I’m Philine van Vliet, a master student in Theoretical Physics at the University of Amsterdam. I am currently finishing my master thesis at Nikhef, about Flavour Physics and CP Violation.
From the 30th of June until the 5th of July, I will be attending the Lindau Nobel Laureate Meeting in Physics, where 600 young physicists are coupled to 50 Nobel laureates, to talk about science, life, and careers. I will write about my experiences in a short blog, sharing interesting physics, life-changing advice and other juicy stories.
Several months ago I was nominated for the 69th Lindau Nobel Laureate Meeting in Physics, in March I heard that I was selected to go and now, it’s only a couple of days before I will travel to Lindau to meet, listen to and talk to 39 physics Nobel Laureates. The Meeting is held every year, bringing together young scientists (master students, PhDs and postdocs),
and Nobel Laureates. Each year, another branch of science is picked out and this year it’s physics. There will be roughly 600 people attending from 89 countries, and the 6-day meeting is filled with lectures, lunches, science walks and master classes. Enough to enjoy and write about at least!

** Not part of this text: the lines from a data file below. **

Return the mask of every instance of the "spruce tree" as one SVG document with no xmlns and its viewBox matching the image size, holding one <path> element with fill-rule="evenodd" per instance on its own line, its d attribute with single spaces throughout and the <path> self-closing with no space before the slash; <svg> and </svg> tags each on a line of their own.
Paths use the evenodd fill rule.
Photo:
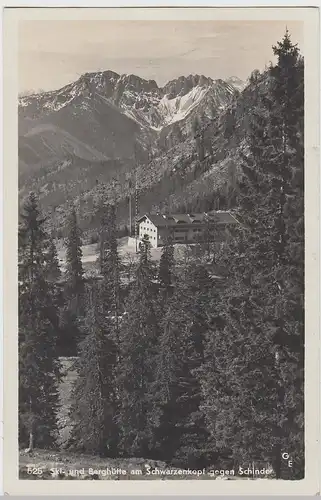
<svg viewBox="0 0 321 500">
<path fill-rule="evenodd" d="M 82 266 L 81 235 L 75 207 L 72 205 L 67 221 L 66 268 L 64 273 L 65 304 L 61 314 L 64 354 L 76 355 L 77 343 L 85 313 L 85 280 Z"/>
<path fill-rule="evenodd" d="M 80 229 L 77 223 L 76 209 L 72 205 L 67 224 L 66 238 L 66 296 L 70 309 L 77 315 L 84 313 L 84 271 L 82 267 L 82 250 Z"/>
<path fill-rule="evenodd" d="M 19 441 L 30 449 L 55 444 L 59 408 L 55 250 L 45 222 L 30 193 L 19 227 Z"/>
<path fill-rule="evenodd" d="M 158 279 L 162 288 L 168 293 L 174 281 L 174 246 L 173 236 L 169 234 L 162 249 L 159 262 Z"/>
<path fill-rule="evenodd" d="M 120 401 L 117 421 L 123 453 L 129 456 L 148 457 L 153 447 L 152 384 L 159 333 L 154 279 L 150 243 L 144 237 L 135 281 L 125 304 L 117 368 Z"/>
<path fill-rule="evenodd" d="M 201 382 L 218 448 L 230 449 L 236 463 L 272 462 L 277 478 L 300 478 L 303 66 L 288 33 L 274 51 L 277 65 L 265 75 L 267 84 L 255 95 L 248 122 L 249 154 L 239 193 L 242 225 L 222 256 L 229 277 Z M 291 471 L 282 468 L 285 448 L 295 457 Z"/>
<path fill-rule="evenodd" d="M 208 460 L 197 370 L 203 362 L 212 283 L 197 262 L 188 265 L 161 322 L 154 384 L 155 447 L 160 458 L 203 467 Z"/>
<path fill-rule="evenodd" d="M 112 316 L 114 321 L 114 339 L 119 342 L 120 316 L 120 271 L 118 255 L 116 212 L 114 205 L 103 207 L 101 218 L 99 263 L 102 280 L 102 307 L 105 316 Z"/>
<path fill-rule="evenodd" d="M 115 456 L 116 350 L 113 325 L 104 315 L 102 289 L 92 284 L 86 295 L 85 335 L 79 346 L 75 365 L 78 378 L 71 398 L 73 428 L 69 447 L 101 456 Z"/>
</svg>

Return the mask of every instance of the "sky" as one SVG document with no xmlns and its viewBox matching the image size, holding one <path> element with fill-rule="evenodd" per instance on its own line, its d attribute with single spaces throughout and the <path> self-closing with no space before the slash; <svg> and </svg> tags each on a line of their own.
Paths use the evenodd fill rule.
<svg viewBox="0 0 321 500">
<path fill-rule="evenodd" d="M 246 80 L 273 60 L 286 27 L 304 55 L 297 21 L 20 21 L 19 92 L 58 89 L 105 70 L 160 86 L 189 74 Z"/>
</svg>

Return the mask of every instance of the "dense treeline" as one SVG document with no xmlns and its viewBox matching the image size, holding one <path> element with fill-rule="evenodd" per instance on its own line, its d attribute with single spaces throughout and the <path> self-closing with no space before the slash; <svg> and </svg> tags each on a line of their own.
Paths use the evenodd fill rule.
<svg viewBox="0 0 321 500">
<path fill-rule="evenodd" d="M 79 375 L 70 449 L 184 467 L 255 461 L 277 478 L 304 476 L 303 60 L 288 32 L 273 51 L 264 78 L 251 76 L 247 146 L 231 180 L 240 224 L 223 245 L 214 227 L 176 262 L 169 238 L 156 265 L 144 239 L 124 284 L 115 209 L 103 207 L 101 279 L 88 284 L 71 208 L 61 286 L 53 240 L 29 196 L 19 230 L 22 446 L 55 444 L 57 349 L 69 335 Z M 219 208 L 214 194 L 204 203 Z"/>
</svg>

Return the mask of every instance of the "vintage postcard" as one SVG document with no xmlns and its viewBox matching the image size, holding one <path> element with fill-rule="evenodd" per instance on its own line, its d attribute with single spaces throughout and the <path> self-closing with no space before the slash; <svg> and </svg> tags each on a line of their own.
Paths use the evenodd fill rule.
<svg viewBox="0 0 321 500">
<path fill-rule="evenodd" d="M 318 18 L 5 9 L 5 493 L 318 493 Z"/>
</svg>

So the last days are filled with packing bags, preparing a presentation, and reading all about the Nobel Laureates like a teen girl obsessing over her favourite celebrities. Brian Schmidt did not only provide evidence that the expansion of the universe is accelerating, but is also a winemaker and cool climate grape grower. Donna Strickland is claustrophobic and afraid of heights, two reasons why she didn’t become an astronaut, but instead she figured out a way to make ultra-short, high-intensity laser pulses. Lists of favourite foods/books/colours of the Nobel Laureates will possibly be included in the next blog post.
As I’m writing this blog post, I’m taking a break from practising my presentation for the masterclass “Teaching Physics” by Carl Wieman. He won a Nobel Prize for making the first Bose Einstein condensate, an ultracold gas that has quantum mechanical properties. Together with Eric Cornell, he cooled rubidium atoms to 20 nanokelvin, that is 0.000 000 02 degrees above absolute zero. Besides that, he has spent 30 years doing research on teaching science and physics in particular.
I have been teaching bachelor physics courses since the last year of my Bachelor’s, and I love doing it. I can go on talking about physics for hours anyway, especially at parties after a
glass of wine, and being able to help students understand something they really want to learn is a great feeling. I am really looking forward to all the tips and advice Wiemann can
give! There will be three people presenting, for an audience of maybe 100 people, so I feel a slight pressure to give a good presentation. And teaching physics is one thing, but explaining your methods and sharing your thoughts about it requires me to really think about what I have been doing for the past three years when teaching, and what I would like to improve.
Besides the “Teaching Physics” masterclass, there are lectures on (almost) every topic within physics, and even some on biophysics etc. The core topics are cosmology, nanomaterials, and laser physics. No particle physics in this list, but the whole Wednesday morning will be dedicated to it, with lectures by Carlo Rubbia, David Gross, and several others. I will be leaving particle physics after my thesis, to pursue a PhD in a more mathematical branch of physics: the conformal bootstrap. So I will use this week also to check out the string theory talks and to meet people from the more mathematical community. Maybe they will teach me some string theory jokes (are there any?), so I’ll fit in better when starting my PhD in September.